The oil era is coming to a close
World demand for oil may never recover to its 2019 level, says British giant BP
BP’s annual Energy Outlook exploring different scenarios for the global energy system leading up to 2050 says that world oil demand has already peaked and is unlikely to grow again over the next 30 years. Even the most optimistic assumptions would have demand for oil on a plateau, with no further growth.
BP becomes the first of the great transnational oil companies daring to make such a bold statement proclaiming the end of the oil era. The company recently said it intended to focus on diversification of energy sources, including renewable sources, and to become the world’s largest energy company.
The annual report produces three possible scenarios.
The first assumes a “rapid transition” to low-carbon energy owing to a rise of 70 percent in costs associated with carbon emissions.

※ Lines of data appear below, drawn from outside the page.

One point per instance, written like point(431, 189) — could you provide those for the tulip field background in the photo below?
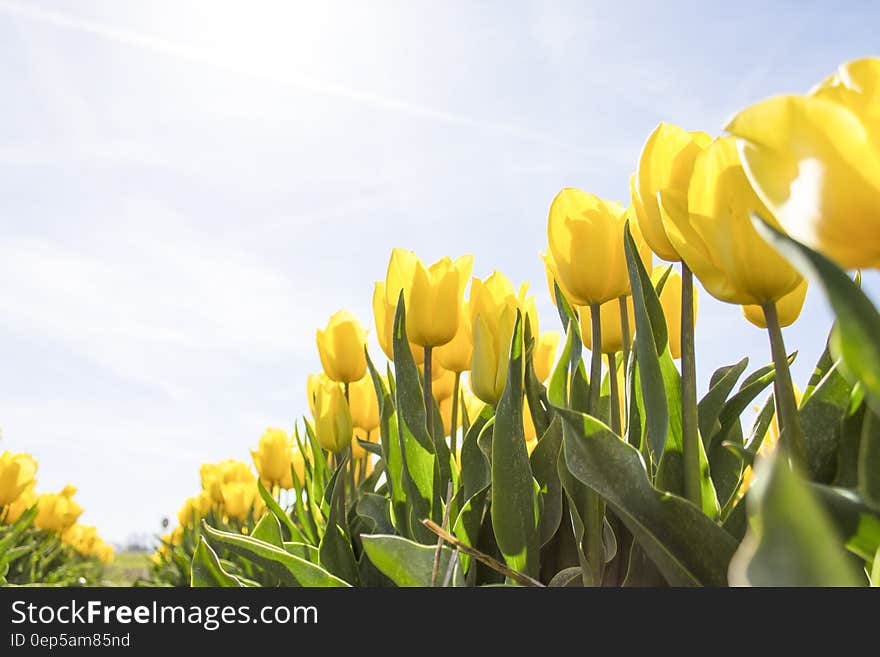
point(307, 294)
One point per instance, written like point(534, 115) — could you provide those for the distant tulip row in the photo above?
point(40, 526)
point(544, 469)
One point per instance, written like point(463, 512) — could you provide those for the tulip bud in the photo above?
point(434, 303)
point(273, 457)
point(16, 475)
point(788, 308)
point(341, 348)
point(815, 162)
point(333, 426)
point(718, 241)
point(57, 511)
point(665, 165)
point(456, 355)
point(544, 355)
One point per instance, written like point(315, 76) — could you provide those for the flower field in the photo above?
point(486, 445)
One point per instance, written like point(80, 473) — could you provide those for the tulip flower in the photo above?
point(16, 475)
point(364, 405)
point(721, 246)
point(214, 475)
point(670, 300)
point(341, 348)
point(57, 511)
point(544, 354)
point(384, 312)
point(814, 161)
point(273, 457)
point(585, 237)
point(238, 498)
point(22, 503)
point(665, 166)
point(456, 355)
point(333, 425)
point(788, 307)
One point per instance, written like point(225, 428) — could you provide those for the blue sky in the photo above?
point(189, 189)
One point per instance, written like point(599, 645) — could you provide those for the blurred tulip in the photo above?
point(670, 299)
point(16, 474)
point(214, 475)
point(456, 355)
point(544, 355)
point(718, 241)
point(814, 161)
point(788, 307)
point(363, 404)
point(238, 498)
point(665, 165)
point(272, 457)
point(609, 318)
point(341, 348)
point(333, 425)
point(434, 304)
point(57, 511)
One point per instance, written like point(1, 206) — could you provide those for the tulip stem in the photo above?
point(689, 419)
point(429, 396)
point(453, 429)
point(615, 394)
point(791, 435)
point(596, 359)
point(624, 329)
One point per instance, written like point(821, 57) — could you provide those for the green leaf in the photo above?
point(869, 461)
point(687, 547)
point(514, 506)
point(650, 341)
point(856, 337)
point(335, 549)
point(709, 408)
point(268, 530)
point(290, 569)
point(856, 522)
point(786, 548)
point(279, 514)
point(821, 419)
point(544, 460)
point(407, 563)
point(207, 570)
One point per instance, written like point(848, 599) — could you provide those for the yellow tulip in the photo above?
point(21, 504)
point(238, 497)
point(214, 475)
point(493, 306)
point(272, 457)
point(195, 508)
point(364, 404)
point(670, 299)
point(383, 312)
point(434, 303)
point(341, 348)
point(788, 307)
point(815, 162)
point(16, 474)
point(544, 355)
point(665, 165)
point(585, 237)
point(57, 511)
point(718, 241)
point(456, 355)
point(333, 425)
point(609, 319)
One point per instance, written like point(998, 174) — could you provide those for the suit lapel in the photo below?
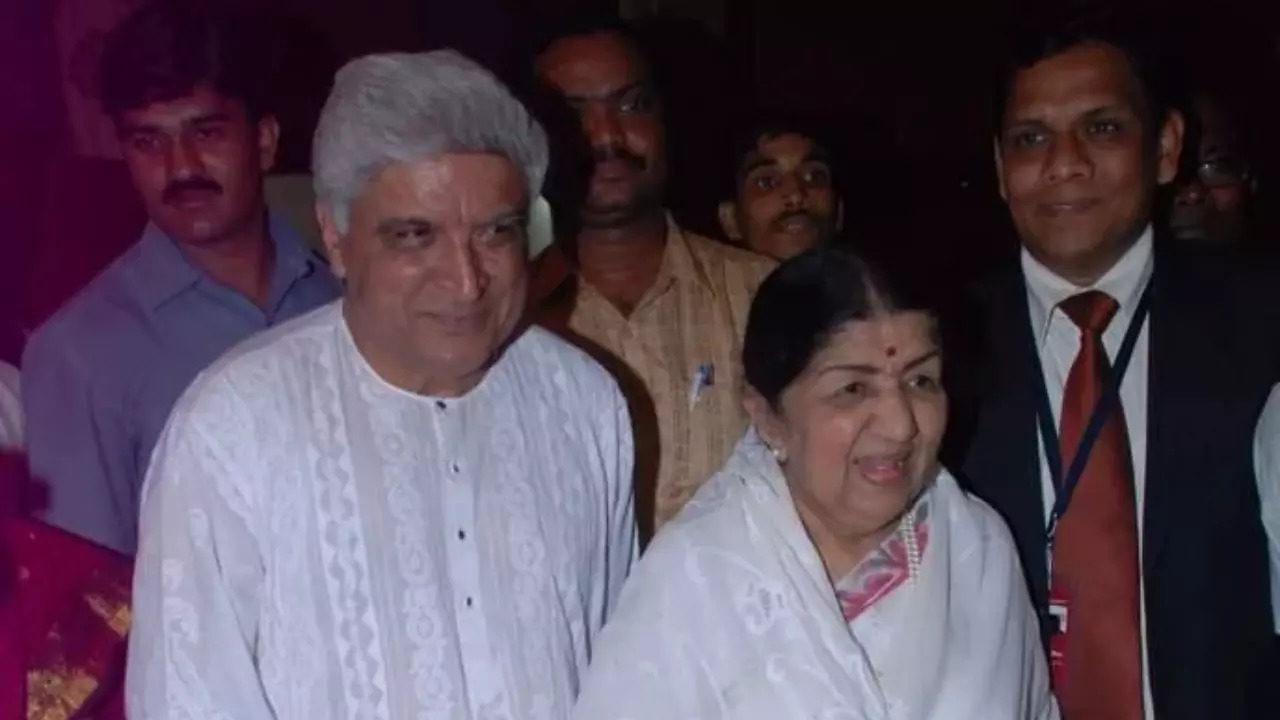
point(1005, 456)
point(1180, 327)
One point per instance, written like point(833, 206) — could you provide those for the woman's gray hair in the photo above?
point(401, 106)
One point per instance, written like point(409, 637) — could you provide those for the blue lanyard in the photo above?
point(1065, 484)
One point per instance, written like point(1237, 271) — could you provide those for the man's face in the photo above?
point(1210, 204)
point(786, 203)
point(199, 164)
point(1077, 162)
point(434, 264)
point(603, 78)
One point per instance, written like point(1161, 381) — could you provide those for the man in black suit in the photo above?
point(1169, 613)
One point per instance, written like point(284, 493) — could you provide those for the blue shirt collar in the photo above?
point(161, 270)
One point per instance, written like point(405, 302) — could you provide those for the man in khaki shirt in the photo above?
point(661, 306)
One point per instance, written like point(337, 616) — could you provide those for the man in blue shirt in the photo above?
point(187, 92)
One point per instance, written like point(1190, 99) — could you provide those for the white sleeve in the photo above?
point(647, 662)
point(1266, 466)
point(199, 573)
point(622, 543)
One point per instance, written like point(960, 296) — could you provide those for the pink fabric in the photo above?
point(883, 570)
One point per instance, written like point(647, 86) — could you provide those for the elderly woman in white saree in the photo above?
point(831, 569)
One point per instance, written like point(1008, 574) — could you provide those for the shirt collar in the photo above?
point(161, 270)
point(679, 264)
point(1124, 282)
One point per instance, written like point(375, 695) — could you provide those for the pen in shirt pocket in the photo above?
point(703, 379)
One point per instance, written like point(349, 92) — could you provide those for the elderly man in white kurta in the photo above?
point(401, 505)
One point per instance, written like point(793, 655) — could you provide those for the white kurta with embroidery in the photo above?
point(319, 545)
point(731, 615)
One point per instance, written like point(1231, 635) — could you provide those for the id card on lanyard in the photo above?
point(1057, 611)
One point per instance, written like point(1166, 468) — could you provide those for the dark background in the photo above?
point(903, 87)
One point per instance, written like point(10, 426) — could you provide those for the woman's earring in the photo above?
point(780, 455)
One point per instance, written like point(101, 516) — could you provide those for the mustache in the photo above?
point(607, 153)
point(192, 185)
point(790, 215)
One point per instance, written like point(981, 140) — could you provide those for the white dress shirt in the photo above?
point(10, 409)
point(320, 545)
point(1059, 341)
point(1266, 464)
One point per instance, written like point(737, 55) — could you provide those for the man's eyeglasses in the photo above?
point(1221, 172)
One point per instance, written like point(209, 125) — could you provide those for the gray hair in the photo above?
point(400, 106)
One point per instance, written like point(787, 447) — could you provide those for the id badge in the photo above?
point(1060, 610)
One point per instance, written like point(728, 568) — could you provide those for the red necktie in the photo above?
point(1096, 547)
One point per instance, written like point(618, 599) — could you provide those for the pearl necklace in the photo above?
point(913, 547)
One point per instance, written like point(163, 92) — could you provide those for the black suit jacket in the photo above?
point(1214, 356)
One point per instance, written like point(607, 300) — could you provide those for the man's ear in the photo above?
point(1000, 168)
point(1169, 149)
point(268, 142)
point(727, 213)
point(332, 240)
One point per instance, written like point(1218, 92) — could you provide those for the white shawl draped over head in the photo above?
point(731, 614)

Under this scenario, demand for oil will fall by 50 percent and demand for energy sources as a whole will rise by 10 percent. The share of oil as fuel in transport will decline to 40 percent of the total from 90 percent at present.
Under the second “net zero” scenario, hydrocarbon emissions will plunge by 95 percent by 2050 as a result of tough climate policies and a major change in the behaviour of consumers and society as a whole. It foresees an 80 percent decline in oil consumption by 2050, with the share of oil for use in transport falling to 20 percent of the total – with demand for energy overall rising by 10 percent.
The third “business as usual” scenario assumes that world energy policies will evolve according to the current established model with no serious changes in policy or in societal behaviour. It assumes a dip in demand for oil of 10 percent over the next 30 years compared to 2019 levels with overall demand for energy climbing 25 percent. The share of oil in the transport sector would dip slightly to a level of 80 percent.
Gas appears to be more stable under the three scenarios. According to the first scenario, demand for gas would undergo practically no change, while under the second scenario it would fall by 40 percent. The third scenario would see a rise in demand of 35 percent.
BP forecasts a reduction in coal consumption according to all the scenarios. And the use of renewable energy sources would undergo a sharp rise – hitting 45 percent in the first scenario against the current five percent, climbing to 60 percent according to the second scenario and 20 percent under “business as usual”.